Horror Game Fans and Dating: A Field Study

by Rook Holloway
8 min read
horror gamesgamer datingdating personalitynerd relationshipsgaming and personality
Horror Game Fans and Dating: A Field Study

Horror game fans have a reputation. But what does the research actually say about high sensation-seekers, dark content enthusiasts, and how they show up in relationships?

Horror Game Fans and Dating: A Field Study

The Reputation Precedes Them

A dimly lit gaming setup with a horror game paused on screen, warm amber lamp light casting cozy shadows over a desk with a steaming mug
The pause before the jump scare. The grip on your arm after.

There's a look people give you when you mention you play horror games. Not the nod of recognition you get when you say you're into RPGs or strategy games. The other look. The "oh, interesting" quiet reassessment look — the one that means they're already sorting you into a category they don't fully trust.

Horror game fans have a reputation. Cold. Desensitized. Maybe a little off. The kind of person who watches something terrible happen on screen and just… keeps eating their snacks. As someone who has spent an unreasonable number of hours with Resident Evil, Silent Hill, and whatever new thing is currently making me check the hallway behind me, I've received this look many times. I've also given it considerable thought.

So I went looking for actual research. Because if we're going to do field studies, we might as well be rigorous about it.

What the psychology literature says about horror fans — particularly around empathy, emotional depth, and how they tend to handle hard things — is more interesting than the stereotype, and mostly in the direction of good news for anyone considering dating one.

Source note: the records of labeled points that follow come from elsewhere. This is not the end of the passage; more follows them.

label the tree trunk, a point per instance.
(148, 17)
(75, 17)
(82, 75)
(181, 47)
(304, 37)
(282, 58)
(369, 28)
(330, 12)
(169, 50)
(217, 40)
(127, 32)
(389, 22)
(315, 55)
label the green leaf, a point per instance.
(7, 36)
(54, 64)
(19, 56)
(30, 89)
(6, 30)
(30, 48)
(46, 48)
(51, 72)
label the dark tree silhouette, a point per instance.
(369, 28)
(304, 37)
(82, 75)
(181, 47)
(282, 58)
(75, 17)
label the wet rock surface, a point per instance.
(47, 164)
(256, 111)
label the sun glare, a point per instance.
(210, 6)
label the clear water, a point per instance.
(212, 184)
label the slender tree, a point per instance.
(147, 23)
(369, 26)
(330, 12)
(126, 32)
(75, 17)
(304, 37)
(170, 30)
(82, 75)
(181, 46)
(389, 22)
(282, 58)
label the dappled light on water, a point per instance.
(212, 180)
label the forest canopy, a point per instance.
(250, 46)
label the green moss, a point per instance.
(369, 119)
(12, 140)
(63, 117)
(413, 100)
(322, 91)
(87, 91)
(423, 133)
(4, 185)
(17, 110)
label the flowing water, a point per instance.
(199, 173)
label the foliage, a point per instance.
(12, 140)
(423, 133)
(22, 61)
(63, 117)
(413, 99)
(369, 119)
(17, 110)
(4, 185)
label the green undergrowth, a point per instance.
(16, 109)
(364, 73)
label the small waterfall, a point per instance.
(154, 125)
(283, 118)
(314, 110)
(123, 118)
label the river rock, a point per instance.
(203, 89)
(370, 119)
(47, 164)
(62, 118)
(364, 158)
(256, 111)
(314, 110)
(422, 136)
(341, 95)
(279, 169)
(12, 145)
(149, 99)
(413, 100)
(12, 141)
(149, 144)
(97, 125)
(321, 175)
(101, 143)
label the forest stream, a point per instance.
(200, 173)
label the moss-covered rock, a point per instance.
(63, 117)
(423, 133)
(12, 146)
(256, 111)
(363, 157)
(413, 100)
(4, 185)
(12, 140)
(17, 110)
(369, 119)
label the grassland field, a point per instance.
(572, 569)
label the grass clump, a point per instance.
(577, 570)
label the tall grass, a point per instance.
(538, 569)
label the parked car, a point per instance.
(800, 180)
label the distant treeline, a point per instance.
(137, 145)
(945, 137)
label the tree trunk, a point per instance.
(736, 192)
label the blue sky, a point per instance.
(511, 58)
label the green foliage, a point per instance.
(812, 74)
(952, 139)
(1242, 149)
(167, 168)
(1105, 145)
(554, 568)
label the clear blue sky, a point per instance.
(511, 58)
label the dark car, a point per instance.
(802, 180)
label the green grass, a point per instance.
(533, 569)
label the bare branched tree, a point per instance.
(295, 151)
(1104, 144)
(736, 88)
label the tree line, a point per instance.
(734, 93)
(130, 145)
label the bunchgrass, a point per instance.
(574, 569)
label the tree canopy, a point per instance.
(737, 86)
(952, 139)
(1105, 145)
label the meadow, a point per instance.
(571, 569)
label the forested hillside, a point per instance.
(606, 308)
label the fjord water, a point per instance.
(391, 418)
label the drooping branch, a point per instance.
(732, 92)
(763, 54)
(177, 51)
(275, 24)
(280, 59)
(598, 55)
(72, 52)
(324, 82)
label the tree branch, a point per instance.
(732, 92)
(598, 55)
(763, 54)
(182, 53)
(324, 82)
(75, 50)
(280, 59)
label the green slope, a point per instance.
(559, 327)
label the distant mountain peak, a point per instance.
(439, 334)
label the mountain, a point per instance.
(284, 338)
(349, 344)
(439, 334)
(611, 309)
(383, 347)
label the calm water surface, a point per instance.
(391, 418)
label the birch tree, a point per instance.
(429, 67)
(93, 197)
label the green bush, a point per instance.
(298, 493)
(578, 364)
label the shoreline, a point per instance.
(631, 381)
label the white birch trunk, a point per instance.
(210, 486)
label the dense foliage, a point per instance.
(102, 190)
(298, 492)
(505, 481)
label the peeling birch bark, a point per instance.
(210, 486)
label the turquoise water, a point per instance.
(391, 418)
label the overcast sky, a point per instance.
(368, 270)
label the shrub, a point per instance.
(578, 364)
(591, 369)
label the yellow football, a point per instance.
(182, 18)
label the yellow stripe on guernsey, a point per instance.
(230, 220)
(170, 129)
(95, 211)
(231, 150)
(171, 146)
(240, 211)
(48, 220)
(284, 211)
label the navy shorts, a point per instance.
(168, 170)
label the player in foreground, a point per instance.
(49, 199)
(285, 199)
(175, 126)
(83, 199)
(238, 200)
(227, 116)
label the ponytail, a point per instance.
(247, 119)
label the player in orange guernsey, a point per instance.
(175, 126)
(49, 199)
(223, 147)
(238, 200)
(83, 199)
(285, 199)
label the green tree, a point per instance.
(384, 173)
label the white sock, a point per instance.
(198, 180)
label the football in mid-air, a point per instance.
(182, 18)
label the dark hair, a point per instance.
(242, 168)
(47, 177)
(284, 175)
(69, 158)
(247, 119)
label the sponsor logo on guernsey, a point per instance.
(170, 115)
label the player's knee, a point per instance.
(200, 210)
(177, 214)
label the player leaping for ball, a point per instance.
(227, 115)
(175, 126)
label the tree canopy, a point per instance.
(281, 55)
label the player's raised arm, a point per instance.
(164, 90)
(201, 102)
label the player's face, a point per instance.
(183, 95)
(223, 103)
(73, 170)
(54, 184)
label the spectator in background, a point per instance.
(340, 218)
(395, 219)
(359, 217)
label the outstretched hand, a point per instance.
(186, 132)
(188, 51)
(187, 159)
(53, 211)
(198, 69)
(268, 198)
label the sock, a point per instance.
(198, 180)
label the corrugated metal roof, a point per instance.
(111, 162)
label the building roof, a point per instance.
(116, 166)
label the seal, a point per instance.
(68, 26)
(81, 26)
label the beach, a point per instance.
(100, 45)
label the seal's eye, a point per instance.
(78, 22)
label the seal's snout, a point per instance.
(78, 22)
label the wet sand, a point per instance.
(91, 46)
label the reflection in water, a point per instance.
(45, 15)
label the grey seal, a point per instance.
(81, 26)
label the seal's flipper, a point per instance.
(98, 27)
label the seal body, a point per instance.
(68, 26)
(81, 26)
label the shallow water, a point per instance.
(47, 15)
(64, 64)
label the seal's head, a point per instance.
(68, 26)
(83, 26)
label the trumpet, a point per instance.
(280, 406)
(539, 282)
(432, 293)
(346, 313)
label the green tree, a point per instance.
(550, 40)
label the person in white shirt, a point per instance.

Busting the Cold-and-Callous Myth First

The most persistent assumption about people who enjoy horror is that they must feel less. Less empathy. Less compassion. They've numbed out on simulated suffering and now register it about as much as a weather report.

Coltan Scrivner tested this directly. His 2024 study — "Bleeding-Heart Horror Fans" — specifically examined whether enjoyment of horror media is linked to reduced empathy or compassion. It isn't. The data doesn't support the stereotype at all. Horror fans are not, as a group, less empathetic than anyone else.

If anything, the research suggests the opposite might be closer to true — but we'll get to that.


The Three Types of Horror Fan (Your Compatibility Decoder)

A triptych of three pairs of hands: gripping a game controller, clasped in a lap, and writing in a journal by candlelight
Fear response. Trust response. Same wire.

Here's where it gets useful: not all horror fans are the same, and the differences matter a lot when you're thinking about compatibility.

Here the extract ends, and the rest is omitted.